Cardiovascular disease refers to conditions that include narrowed or blocked blood vessels that can lead to a heart attack, chest pain (angina)
The study, published in the journal BMJ Open Sport and Exercise Medicine emphasizes how important it is for middle-aged athletes to examine the doctor for cardiovascular risk, especially if they have high blood pressure, high cholesterol or a family history of cardiovascular disease.
"We all know that exercise is good for us ̵
"But even if you're really active, our results suggest that you still can not escape your risk factors."
For the study, UBC researchers followed 798 "Masters athletes", adults ages 35 and older who participate in moderate to severe physical activity at least three days per week. Participants included a range of athletes, from runners to cyclists, triathletes, rowers and hockey players.
The researchers asked participants a series of questions about their health, family history and physical activity, and also measured their blood pressure and waist circumference. Some participants also completed a stress test. Those with abnormal results had more tests, such as: A CT coronary angiogram to determine if they had cardiovascular disease.
Of the 798 athletes, 94 (11 percent) had significant cardiovascular disease.

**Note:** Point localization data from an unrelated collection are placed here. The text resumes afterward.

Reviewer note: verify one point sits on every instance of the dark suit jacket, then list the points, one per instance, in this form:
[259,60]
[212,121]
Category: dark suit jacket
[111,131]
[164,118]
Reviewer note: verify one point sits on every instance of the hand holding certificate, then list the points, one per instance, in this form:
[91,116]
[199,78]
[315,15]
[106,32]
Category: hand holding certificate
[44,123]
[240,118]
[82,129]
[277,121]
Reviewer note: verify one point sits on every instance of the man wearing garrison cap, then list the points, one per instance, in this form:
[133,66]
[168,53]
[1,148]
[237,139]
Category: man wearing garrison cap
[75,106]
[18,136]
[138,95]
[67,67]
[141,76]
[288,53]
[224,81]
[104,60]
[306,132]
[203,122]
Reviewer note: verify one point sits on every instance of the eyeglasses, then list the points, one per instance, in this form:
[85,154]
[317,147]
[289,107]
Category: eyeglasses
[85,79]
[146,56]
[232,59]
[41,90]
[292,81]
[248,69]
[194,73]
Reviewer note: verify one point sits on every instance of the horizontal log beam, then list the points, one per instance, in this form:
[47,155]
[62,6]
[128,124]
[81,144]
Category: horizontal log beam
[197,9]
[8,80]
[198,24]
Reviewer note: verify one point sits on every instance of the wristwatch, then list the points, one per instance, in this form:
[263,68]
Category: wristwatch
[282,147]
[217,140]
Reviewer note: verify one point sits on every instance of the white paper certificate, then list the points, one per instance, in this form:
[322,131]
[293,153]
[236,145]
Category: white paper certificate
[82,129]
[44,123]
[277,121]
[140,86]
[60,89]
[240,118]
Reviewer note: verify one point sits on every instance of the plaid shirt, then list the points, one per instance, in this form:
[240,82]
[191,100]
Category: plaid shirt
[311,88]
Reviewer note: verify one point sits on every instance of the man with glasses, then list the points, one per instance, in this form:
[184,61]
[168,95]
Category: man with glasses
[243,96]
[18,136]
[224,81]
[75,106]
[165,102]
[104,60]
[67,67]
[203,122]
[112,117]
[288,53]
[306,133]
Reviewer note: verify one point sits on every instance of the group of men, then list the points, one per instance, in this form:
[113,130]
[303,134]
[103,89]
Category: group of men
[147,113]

Ten athletes were diagnosed as having severe coronary artery disease (an artery blockage of 70 percent or more), although they had no symptoms.
The new findings are based on some previous research that suggests a higher incidence of cardiovascular disease peers with similar risk factors. Previous studies have also shown that master athletes typically have more calcified plaque compared to non-athletes, which is known to be more stable and less likely to cause a heart attack.
Nevertheless, Morrison emphasizes that the results do not do this, my master athletes should stop exercising. She recommends that people have regular check-ups, including blood pressure and cholesterol monitoring, especially if they have a heart attack or stroke in the family.
"The good news is that cardiovascular disease is treatable," she said. "Drugs have been shown to lower mortality risk, and even more so in people who are active."
It's also important to practice moderation when it comes to exercise, she added. "There's no evidence that training can make you live longer or make your heart stronger, but if you take it to the extreme, it could do some harm," Morrison said.
"You should never push yourself so hard that you can not train the next day."